Dalam hati, Han Hao merasa tidak enak dan terpaksa jujur mengaku, "Maaf, kemarin pabrik keluarga kami sedang menguji cetakan produk baru, jadi aku lupa dengan tugasmu."

"Belajar harus konsisten, aku tidak peduli alasan apapun. Kalau kamu tidak memenuhi tuntutanku, lain kali pulang tanpa belajar ulang, jangan salahkan aku menghentikan pelajaran tambahannya!"

Urusan pabrik keluarga, kamu ikut campur saja, padahal itu urusan orang dewasa; Xiaoqianyu mengira Han Hao sengaja malas, sehingga sekali lagi memperingatkan dengan keras.

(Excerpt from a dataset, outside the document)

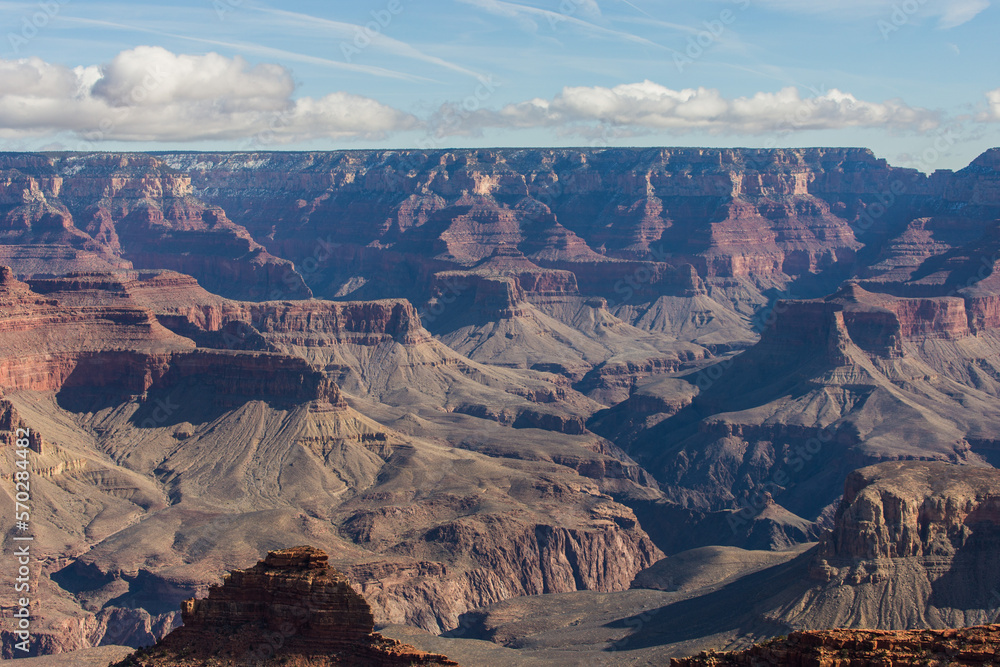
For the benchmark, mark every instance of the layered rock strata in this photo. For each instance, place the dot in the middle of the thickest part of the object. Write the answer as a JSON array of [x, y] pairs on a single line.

Menghentikan pelajaran tambahan adalah kelemahan terbesar Han Hao saat ini, jadi ia segera meminta maaf tanpa henti, bersumpah akan selalu menyelesaikan tugas pasca pelajaran yang diberikan Xiaoqianyu setiap hari.

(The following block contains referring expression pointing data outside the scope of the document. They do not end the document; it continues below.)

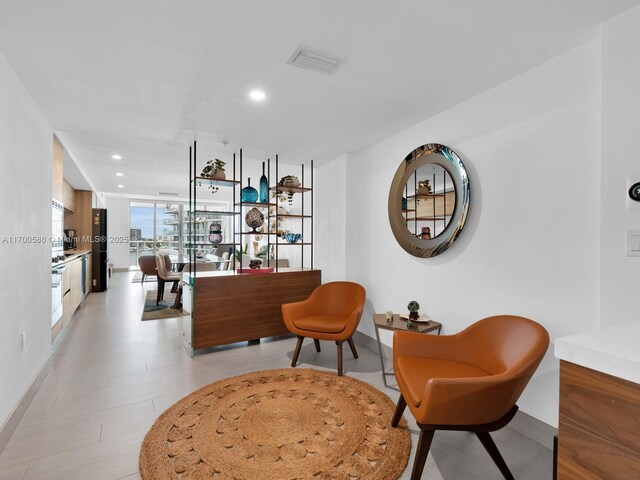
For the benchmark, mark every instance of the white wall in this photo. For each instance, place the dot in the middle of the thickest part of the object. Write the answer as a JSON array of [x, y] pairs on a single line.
[[118, 227], [620, 293], [330, 219], [531, 245], [25, 196]]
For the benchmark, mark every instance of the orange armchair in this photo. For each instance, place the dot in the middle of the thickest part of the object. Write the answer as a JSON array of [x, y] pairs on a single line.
[[469, 381], [332, 312]]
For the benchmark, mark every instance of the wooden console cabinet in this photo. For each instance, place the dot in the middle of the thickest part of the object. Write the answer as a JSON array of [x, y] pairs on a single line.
[[228, 307], [599, 423]]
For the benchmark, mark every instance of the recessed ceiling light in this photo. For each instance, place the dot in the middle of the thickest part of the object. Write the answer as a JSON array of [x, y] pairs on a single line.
[[257, 95]]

Tanpa sadar, keringat dingin pun mengucur di dahinya; Han Hao tidak menyangka Xiaoqianyu bisa begitu menakutkan jika marah.

Semula ia ingin menceritakan kegembiraannya karena berhasil mendorong pembaruan produk pabrik keluarga dengan usahanya sendiri, sekaligus membuktikan kemampuannya kepada Xiaoqianyu. Namun, sebelum sempat bicara, ia sudah kena omelan, membuatnya semakin tak berani mengangkat topik itu.

"Pelajaran berbicara hari ini dibatalkan. Gunakan satu jam pelajaran untuk mempelajari materi yang seharusnya kamu ulangi semalam, nanti aku akan jelaskan secara singkat."

Manusia tanpa keinginan bisa tegas, Han Hao diam-diam menaruh harapan besar kepada Xiaoqianyu, sehingga dalam interaksi keduanya, ia selalu berada di posisi kalah. Sebaliknya, Xiaoqianyu hanya menganggap Han Hao sebagai objek percobaan mengajar, sangat profesional dan tegas, sepenuhnya masuk dalam peran guru.

Ketika jatuh cinta, setiap gerak-gerik selalu memperhatikan orang yang disukai; tanpa sadar Han Hao sudah masuk dalam situasi seperti itu. Ia takut membuat Xiaoqianyu marah, sehingga dengan patuh mulai membaca buku "Konsep Baru Bahasa Inggris" jilid satu.

Entah karena sang gadis ada di samping, atau karena Han Hao benar-benar fokus, ia merasa buku ini jauh lebih mudah dipahami daripada buku pelajaran SMA, dan tanpa sadar masuk dalam kondisi membaca yang baik.

Melihat Han Hao membaca dengan serius, sesekali mencatat, suasana hati Xiaoqianyu pun membaik. Ia mulai mengerti mengapa guru selalu menyukai siswa yang belajar dengan sungguh-sungguh.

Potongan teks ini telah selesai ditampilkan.